|News & Articles|
By David Outten, Production Editor
What do you love to do?
Some people love to cook, to paint, to sing, to write, to garden, and in many other ways to “do” something. Some are passionate about writing software, designing cars, creating businesses, making movies, or teaching.
Others are happiest to be watching. They’re content when they can watch television, look at Facebook, or read a magazine. To work, cook, or clean is drudgery.
This may have been the case throughout history. For some, life is an opportunity to “do” things. For others, life is about things they simply “have” to do. For that group, the mass media provides a respite from their drudgery.
Drudgery can be reduced with microwave meals, fast food, and bags of chips. You can even go to restaurants with large screen televisions to permit others to cook while you continue to be entertained.
Media can be like a drug that puts its users into a stupor. Have you ever looked at the expression of someone as they watch television? Situation comedies use canned laughter because actual audiences seldom crack a smile.
Media tends not to be interactive. Viewers are simply biochemical receiving units monitored by marketing research firms to arrive at prices for advertising. It’s one-way “communication.” The viewer is being talked to knowing that there’s no one to talk back to.

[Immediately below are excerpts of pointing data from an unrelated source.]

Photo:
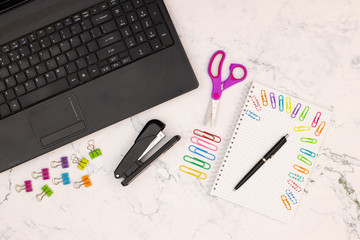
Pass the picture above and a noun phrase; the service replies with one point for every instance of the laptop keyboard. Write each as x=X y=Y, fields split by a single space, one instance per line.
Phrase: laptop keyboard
x=78 y=49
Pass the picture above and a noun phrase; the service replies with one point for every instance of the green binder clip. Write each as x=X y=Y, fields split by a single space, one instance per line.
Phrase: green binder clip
x=197 y=162
x=94 y=152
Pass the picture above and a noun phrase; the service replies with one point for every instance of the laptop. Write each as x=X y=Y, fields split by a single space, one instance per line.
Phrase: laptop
x=70 y=68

Look at a person in an actual conversation. They look more alert because every comment they hear may require a response. Every comment they make may involve gestures, or at least facial expressions appropriate for the dialogue.
When hours and hours of every day are spent consuming media, what happens to the desire to “do” rather than to “watch?”
There are young people who have difficulty deciding on a career because they can’t think of anything they’d like to do but absorb media. Everything is drudgery compared to being entertained. There are children who’d rather watch television than be involved in physical play.
On the other hand, there are people who love to “do.” They love to cook, draw, write, compose music, garden, or fish. And, even if they’re not talking to someone while doing what they love, chances are their facial expressions are more alive than those of television spectators.
The question is, “Does heavy media consumption create people who don’t want to “do” anything, or do people with no desire to “do” anything become excessive media consumers?”
It could be some of both, but the average American apparently spends eight and a half hours a day as media consumers. Those who love to do things, no doubt, spend less time with media, and those who don’t like to “do” spend more time, but on average Americans spend an entire work week just watching media.
Children brought up “just watching” may find it more difficult to begin “doing” as adults. They may also struggle with finding anything they enjoy doing. For them, employment becomes drudgery. Opportunities to escape drudgery with the help of family financial assistance or government aid look more attractive to “watchers” than “doers.”
If you want your children to be “doers” rather than “watchers,” cook with them. Get them out in the garden. Take them fishing. Draw with them. Encourage “doing.” Get excited and praise them when they “do.” Limit how much time they can “watch.” Watch programs with them that teach how to “do.” Discuss doing what has been taught or try actually doing it. On the Internet, you can look up videos on how to grow tomatoes, make sushi, fish for bass, or turn a photograph into a work of art with software like Photoshop. You can also learn how cars are made or how money is made in the stock market. Don’t just watch movies. Learn how they are made. Help get your children excited about “doing” something.
Life is really much better if you enjoy “doing.” How miserable life must be if doing any task is drudgery. It can be depressing to forward to all the things you “have” to do (like going to the dentist). Life is so much better when you look forward to doing things.
The mass media not only creates the culture in our society, it also creates the culture in our families, and in our hearts and minds. How media is used in your family may determine if your children grow up to be depressed or excited about life.
Do you want to be a doer or a watcher?